Log file tracks: tickers processed, new records inserted, API errors, execution time
Database includes LastUpdated timestamp per ticker for manual verification

Technical Challenges Solved

Challenge 1: Handling Market Holidays The sMarketCalendar dimension table stores all market holidays (Thanksgiving, Christmas, Good Friday, etc.). The script validates dates against this calendar to avoid requesting data for non-trading days.

Challenge 2: Data Validation Before inserting records, the script validates:

Price fields are numeric and non-negative
Volume is a positive integer
Date falls within reasonable range (not future dates)
OHLC relationship is logical (High >= Open/Close, Low <= Open/Close)

Challenge 3: Duplicate Prevention SQL Server unique constraints on (Date, TickerID) prevent duplicate entries. If the script attempts to insert an existing record (e.g., after a failed run), the database rejects it and continues processing.

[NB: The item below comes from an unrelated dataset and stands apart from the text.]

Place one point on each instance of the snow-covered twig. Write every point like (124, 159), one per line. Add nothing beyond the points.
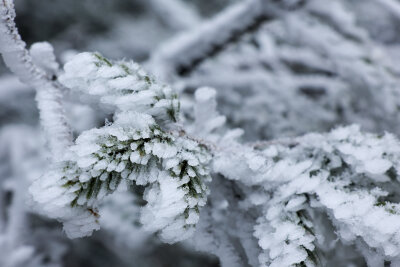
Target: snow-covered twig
(176, 14)
(182, 54)
(20, 62)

Challenge 4: Delisted/Merged Tickers The Ticker table includes an isActive flag. When a ticker is delisted or merged, the script marks it inactive but preserves historical data for analysis. The update script skips inactive tickers to avoid unnecessary API calls.

Performance Metrics

Database Statistics (as of current date):

363 active tickers
3,263,835 daily price records
Average 8,991 days (35 years) of history per ticker
Database size: ~2384.00 MB

Pipeline Execution:

Average runtime: <5 minutes (363 tickers, ~5 new days per week)
API calls per run: ~363 (one per ticker, incremental updates only)
Success rate: >99% (failures due to network/API issues, auto-recover next run)

Use Cases Enabled

This data pipeline supports multiple analytical workflows:

Backtesting Trading Strategies: Query decades of price history to test technical indicators, momentum strategies, or mean reversion across hundreds of stocks.
Statistical Analysis: Calculate rolling correlations, volatility metrics, or sector performance trends using SQL queries or Python pandas.
Machine Learning: Export clean, structured data for training predictive models without manual data preparation.
Portfolio Analysis: Track historical performance of custom portfolios, calculate Sharpe ratios, or analyze drawdown periods.

Future Enhancements

Potential expansions under consideration:

Fundamental Data Integration: Add earnings, P/E ratios, revenue data from financial APIs
Alternative Data Sources: Diversify beyond yfinance (Alpha Vantage, Polygon.io) for accuracy
Web Dashboard: Flask or Streamlit interface for querying and visualizing data

Lessons Learned

1. Local Infrastructure Has Value Cloud services offer convenience, but for personal analytical projects, local SQL Server provides zero ongoing costs, complete control, and no data residency concerns.

2. Incremental Updates Are Critical Pulling only new data respects API rate limits and makes the pipeline sustainable long-term. Full historical re-downloads would be unsustainable.

3. Star Schema Pays Dividends Initial time spent designing the dimensional model paid off immediately. Queries that would require complex joins in a normalized schema become simple and fast.

4. Automation Requires Intense Error Handling A script that works perfectly when manually executed can fail silently when automated. Logging, validation, and retry logic are non-negotiable.